Вымытая дождями и снегами турецкая черепица блестела, как чешуя. Отовсюду струилась тишина, застывая в густой тени каменных оград, галерей, деревьев. Не было ни одного предмета, даже самого маленького, который не держал бы при себе своего двойника, темного и плоского, покорного и неотлучного, рожденного слабым лунным светом. В этих неподвижных косых силуэтах угадывалось нечто совсем иное, ощущалась двойственность вещей, их тайная жизнь, от которой днем не оставалось и следа.
Христо стоял в сенях, завороженный этой картиной. Дом примостился на бугре, отсюда открывался вид на село и дальше, на долину, где тонул в дымке ивняк над рекой и мерцали огни полустанка. В пору его детства там, на лугах, они пасли лошадей, жгли костры, жарили на углях рыбу, купались среди ночи в теплой речке. Воздух был свежий и вкусный, как охлажденный арбуз, временами налетал дурманящий аромат цветов и трав, лениво плескалась вода у обрывистых берегов. Ребята провожали глазами вечерний поезд на Варну, оглушенные грохотом колес, околдованные стремительно летящими желтыми квадратами окон, в которых мелькали самые счастливые люди на свете. Когда проносился последний вагон, они долго не могли оторвать взгляда от багровых, как плоды боярышника, фонарей, которые внезапно гасли на повороте, задутые невидимыми великанами. И тогда, все еще зачарованные видением, они с грустью покидали свои позиции на насыпи и шли к реке, шлепая босыми ногами по остывающей пыли. Поздно ночью, засыпая под хрипловатый перезвон конских треног, маленький Христо думал о том, что на свете есть ужасно интересные вещи, вроде таких вот поездов, увозящих в неведомые города и страны своих избранников, счастливцев, в число которых ему, наверно, никогда не попасть…
Как был, босиком он вышел на дубовое крыльцо и стал рассматривать сельскую улицу. Длинные стрехи домов в лунной дымке были похожи на дремлющих крестьян в кепках и бараньих шапках и очень напоминали своих хозяев: вот дом соседа Делю — хмуро глядит из-под нахлобученного колпака; напротив — кроткая на вид белостенная хатка Доню; рядом кое-как прилепился к косогору дом Чолаковых. А наш? — спросил он себя и спустился во двор. Широколицый, душа нараспашку — настоящий бай Йордан Караджов. Стоит, заглядевшись на долину, на горные кряжи.
Все детство и юность чаровал его этот вечно манящий горизонт. Вот и сейчас, после стольких лет, снова зовет его — вроде бы такой близкий, а на самом деле далекий и тревожный.
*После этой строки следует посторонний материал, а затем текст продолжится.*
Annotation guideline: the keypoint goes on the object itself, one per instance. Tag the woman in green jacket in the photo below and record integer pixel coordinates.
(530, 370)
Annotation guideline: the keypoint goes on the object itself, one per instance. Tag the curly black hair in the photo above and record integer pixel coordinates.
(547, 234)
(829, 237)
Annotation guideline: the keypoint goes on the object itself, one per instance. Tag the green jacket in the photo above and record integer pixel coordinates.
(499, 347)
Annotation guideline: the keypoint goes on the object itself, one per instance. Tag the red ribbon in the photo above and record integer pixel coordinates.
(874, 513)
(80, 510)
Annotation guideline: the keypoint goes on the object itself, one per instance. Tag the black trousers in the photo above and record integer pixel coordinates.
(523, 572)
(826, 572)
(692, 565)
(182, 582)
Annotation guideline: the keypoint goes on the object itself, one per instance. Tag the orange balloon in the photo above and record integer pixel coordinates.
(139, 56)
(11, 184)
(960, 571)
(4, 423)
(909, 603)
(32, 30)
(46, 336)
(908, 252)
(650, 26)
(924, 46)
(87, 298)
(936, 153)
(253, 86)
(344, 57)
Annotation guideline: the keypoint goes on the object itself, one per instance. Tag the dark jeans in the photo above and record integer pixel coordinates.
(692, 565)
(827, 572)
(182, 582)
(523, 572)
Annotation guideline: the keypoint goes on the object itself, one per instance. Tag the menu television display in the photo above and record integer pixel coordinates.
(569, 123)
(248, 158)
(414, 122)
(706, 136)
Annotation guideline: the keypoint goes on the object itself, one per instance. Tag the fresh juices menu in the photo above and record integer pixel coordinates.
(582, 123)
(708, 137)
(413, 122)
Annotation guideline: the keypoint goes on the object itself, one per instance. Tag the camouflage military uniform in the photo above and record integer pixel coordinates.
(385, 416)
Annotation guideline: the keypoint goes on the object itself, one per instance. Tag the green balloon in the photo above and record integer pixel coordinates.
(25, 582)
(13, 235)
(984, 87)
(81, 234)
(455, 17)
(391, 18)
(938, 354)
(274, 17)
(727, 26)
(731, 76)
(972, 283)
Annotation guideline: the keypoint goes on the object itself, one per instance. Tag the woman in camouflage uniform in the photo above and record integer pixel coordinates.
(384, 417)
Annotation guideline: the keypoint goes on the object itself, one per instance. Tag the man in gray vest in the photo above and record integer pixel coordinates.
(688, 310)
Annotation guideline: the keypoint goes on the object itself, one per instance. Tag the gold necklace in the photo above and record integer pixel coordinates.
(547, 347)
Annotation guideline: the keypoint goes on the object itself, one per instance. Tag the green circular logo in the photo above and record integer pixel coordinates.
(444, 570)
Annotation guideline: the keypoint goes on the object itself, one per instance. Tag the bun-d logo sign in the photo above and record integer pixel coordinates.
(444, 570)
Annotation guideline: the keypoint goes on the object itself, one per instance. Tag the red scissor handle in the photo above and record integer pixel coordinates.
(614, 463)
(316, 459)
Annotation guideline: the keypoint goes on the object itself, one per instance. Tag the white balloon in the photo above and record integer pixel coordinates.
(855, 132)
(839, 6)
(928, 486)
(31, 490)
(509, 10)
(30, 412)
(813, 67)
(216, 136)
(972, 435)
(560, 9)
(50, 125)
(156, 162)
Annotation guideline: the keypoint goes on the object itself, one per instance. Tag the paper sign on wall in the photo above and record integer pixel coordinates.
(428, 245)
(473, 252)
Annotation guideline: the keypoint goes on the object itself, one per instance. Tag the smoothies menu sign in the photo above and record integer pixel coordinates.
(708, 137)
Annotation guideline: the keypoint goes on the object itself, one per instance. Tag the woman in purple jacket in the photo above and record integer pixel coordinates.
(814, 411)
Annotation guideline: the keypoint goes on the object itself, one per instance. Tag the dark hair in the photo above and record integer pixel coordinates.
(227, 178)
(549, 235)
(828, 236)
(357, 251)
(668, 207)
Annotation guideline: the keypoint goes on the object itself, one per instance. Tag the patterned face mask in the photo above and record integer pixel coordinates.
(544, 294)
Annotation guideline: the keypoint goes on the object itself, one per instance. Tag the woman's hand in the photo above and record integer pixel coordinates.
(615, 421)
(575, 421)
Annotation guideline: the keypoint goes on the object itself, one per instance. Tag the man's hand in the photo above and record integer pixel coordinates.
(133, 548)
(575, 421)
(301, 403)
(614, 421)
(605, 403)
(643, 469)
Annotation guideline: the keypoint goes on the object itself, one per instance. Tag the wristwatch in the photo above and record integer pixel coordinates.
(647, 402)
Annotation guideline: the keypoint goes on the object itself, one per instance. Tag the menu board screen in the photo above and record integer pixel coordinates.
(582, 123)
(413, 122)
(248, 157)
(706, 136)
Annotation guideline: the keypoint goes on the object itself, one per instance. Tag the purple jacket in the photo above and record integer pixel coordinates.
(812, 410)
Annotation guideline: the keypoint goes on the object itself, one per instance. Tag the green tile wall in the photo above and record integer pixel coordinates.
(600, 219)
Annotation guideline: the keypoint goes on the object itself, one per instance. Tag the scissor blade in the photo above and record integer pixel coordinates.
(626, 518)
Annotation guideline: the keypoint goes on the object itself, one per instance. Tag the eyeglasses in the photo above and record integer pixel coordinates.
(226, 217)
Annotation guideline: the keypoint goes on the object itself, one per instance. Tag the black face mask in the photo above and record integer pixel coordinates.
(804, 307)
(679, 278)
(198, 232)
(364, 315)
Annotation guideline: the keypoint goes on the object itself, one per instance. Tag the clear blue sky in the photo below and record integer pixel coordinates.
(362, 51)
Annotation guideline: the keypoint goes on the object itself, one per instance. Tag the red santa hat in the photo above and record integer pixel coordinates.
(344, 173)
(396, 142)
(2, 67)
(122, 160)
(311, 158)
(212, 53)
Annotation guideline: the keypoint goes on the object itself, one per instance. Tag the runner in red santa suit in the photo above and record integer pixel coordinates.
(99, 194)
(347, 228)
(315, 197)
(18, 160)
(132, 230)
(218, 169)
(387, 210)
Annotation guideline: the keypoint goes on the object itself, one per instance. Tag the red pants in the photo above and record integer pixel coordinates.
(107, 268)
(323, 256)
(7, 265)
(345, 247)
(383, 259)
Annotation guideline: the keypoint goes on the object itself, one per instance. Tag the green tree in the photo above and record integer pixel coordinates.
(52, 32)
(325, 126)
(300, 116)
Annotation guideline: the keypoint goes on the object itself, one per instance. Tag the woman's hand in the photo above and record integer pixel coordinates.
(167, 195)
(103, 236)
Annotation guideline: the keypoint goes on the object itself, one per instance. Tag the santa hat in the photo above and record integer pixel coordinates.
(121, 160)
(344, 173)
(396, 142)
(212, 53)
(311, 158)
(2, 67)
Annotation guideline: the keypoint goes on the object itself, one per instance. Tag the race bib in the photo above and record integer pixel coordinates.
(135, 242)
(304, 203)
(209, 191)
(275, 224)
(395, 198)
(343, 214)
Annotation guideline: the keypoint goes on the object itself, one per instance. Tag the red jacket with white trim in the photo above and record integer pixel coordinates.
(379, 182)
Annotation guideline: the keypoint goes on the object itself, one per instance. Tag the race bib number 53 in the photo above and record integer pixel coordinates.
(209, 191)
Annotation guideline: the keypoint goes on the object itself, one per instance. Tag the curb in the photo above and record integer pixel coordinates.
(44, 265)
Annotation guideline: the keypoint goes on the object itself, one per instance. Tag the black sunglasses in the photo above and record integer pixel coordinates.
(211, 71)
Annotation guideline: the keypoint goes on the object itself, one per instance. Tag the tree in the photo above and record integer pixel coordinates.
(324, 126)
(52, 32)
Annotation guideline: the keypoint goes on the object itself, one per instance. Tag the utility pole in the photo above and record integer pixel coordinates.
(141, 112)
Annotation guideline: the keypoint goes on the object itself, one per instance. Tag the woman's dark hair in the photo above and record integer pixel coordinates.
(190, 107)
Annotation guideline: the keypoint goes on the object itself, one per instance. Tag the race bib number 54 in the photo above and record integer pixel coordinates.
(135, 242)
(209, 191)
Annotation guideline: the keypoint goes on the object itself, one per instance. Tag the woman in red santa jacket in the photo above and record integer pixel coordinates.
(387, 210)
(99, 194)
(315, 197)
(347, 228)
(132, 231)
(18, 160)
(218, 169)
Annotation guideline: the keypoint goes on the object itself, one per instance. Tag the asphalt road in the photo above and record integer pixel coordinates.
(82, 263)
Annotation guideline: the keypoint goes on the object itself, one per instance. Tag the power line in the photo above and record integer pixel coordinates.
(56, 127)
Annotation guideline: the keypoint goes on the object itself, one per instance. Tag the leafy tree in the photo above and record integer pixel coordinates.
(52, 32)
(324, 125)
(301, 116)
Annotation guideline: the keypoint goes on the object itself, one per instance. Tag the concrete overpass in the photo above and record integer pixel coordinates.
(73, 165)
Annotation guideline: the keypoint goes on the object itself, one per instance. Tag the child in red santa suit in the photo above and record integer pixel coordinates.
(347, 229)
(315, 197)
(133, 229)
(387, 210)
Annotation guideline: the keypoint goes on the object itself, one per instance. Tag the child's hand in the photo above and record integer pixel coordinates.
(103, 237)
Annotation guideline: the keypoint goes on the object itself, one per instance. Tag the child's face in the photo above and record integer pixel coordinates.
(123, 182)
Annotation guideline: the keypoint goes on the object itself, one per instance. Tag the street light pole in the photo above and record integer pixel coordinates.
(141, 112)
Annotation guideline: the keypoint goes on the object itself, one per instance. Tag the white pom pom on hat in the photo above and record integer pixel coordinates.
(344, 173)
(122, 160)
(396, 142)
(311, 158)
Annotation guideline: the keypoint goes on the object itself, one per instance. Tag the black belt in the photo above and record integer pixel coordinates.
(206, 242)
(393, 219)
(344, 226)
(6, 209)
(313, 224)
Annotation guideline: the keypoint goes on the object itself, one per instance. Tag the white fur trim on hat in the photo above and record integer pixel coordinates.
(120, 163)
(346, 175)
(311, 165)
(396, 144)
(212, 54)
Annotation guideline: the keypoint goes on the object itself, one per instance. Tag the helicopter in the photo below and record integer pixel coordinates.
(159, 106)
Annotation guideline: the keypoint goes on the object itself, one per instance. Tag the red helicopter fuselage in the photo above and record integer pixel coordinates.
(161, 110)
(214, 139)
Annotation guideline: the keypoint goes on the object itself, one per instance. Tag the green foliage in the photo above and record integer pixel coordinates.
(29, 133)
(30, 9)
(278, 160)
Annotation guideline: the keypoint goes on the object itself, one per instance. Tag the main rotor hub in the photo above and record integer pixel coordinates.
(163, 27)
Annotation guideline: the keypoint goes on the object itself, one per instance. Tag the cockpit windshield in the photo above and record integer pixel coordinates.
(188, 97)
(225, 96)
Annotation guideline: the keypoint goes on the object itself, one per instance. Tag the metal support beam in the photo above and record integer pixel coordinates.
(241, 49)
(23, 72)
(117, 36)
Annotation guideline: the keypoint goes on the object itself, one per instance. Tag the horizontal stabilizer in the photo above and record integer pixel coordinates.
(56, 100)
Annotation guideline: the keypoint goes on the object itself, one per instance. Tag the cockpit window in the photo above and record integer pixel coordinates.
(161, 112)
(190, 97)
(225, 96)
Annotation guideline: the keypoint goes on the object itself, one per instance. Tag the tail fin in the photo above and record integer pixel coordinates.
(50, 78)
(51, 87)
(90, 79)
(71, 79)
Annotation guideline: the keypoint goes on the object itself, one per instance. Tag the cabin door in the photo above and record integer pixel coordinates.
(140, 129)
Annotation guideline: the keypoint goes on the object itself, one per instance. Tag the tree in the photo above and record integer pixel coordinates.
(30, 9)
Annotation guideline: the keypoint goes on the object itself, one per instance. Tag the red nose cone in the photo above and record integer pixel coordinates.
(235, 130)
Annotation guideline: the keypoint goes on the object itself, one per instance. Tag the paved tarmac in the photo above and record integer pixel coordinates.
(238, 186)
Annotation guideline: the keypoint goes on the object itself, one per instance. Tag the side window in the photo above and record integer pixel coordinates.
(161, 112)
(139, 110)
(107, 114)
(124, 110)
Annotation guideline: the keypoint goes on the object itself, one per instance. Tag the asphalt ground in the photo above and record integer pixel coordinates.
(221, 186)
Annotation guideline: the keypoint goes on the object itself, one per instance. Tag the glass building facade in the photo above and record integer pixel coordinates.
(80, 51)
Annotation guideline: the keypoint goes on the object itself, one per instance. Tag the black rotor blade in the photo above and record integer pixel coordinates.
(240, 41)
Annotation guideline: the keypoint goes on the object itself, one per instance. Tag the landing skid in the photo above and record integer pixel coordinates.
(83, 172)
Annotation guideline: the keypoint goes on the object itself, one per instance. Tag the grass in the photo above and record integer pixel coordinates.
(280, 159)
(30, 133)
Подумать только, что бы с ним теперь было, если бы он не пошел учиться, если бы последовал примеру отца? В лучшем случае выбился бы в бригадиры или в председатели кооператива, а могло и того не выпасть — остался бы простым крестьянином, и была б у него изнуренная, больная жена и быстро повзрослевшие дети, втайне прикидывающие, что́ они получат от продажи отчего дома и добра. Но, видно, не суждено ему было остаться крестьянином — очень везло ему в учении. Ну а как сложилась бы его жизнь, не встреть он в гимназии Мончо и не откажись в тот памятный вечер от кино ради таинственного слова «кружок»? Наверно, и тогда без особых осложнений. Все равно он пошел бы изучать право, старое римское право, покоящееся на житейском опыте — истину в нем изрекает и добродетель, и порок. Стал бы адвокатом, одинаково способным сохранять объективность и увлекаться, свободным и оригинальным, независимым актером в доме Фемиды, этаким Демосфеном, и бегали бы за ним политики и женщины, мошенники и чудаки. Но судьба распорядилась иначе — он опоздал родиться.
Если взглянуть со стороны, то он вроде бы достиг большего — стал мэром, отцом города (при желании мог бы оставаться на этом посту и дальше), теперь заправляет крупным предприятием, у него власть, высокое положение, женщины и даже деньги. Но мало ему этого, не дают ему развернуться, себя показать. Чем больше он этого жаждет, тем крепче его сковывает магическая общая воля, благообразие, стереотипность мыслей и поступков, убивающие в нем все его, караджовское. Чего, в сущности, добивается общество? С одной стороны, оно ратует за то, чтобы все жили в довольстве, а с другой — печется об идейности и морали. Но ведь чем больше достаток, тем меньше волнует человека все остальное. Кто жаждет богатства, тот не нуждается в вере и считает, что единственный порок — бедность.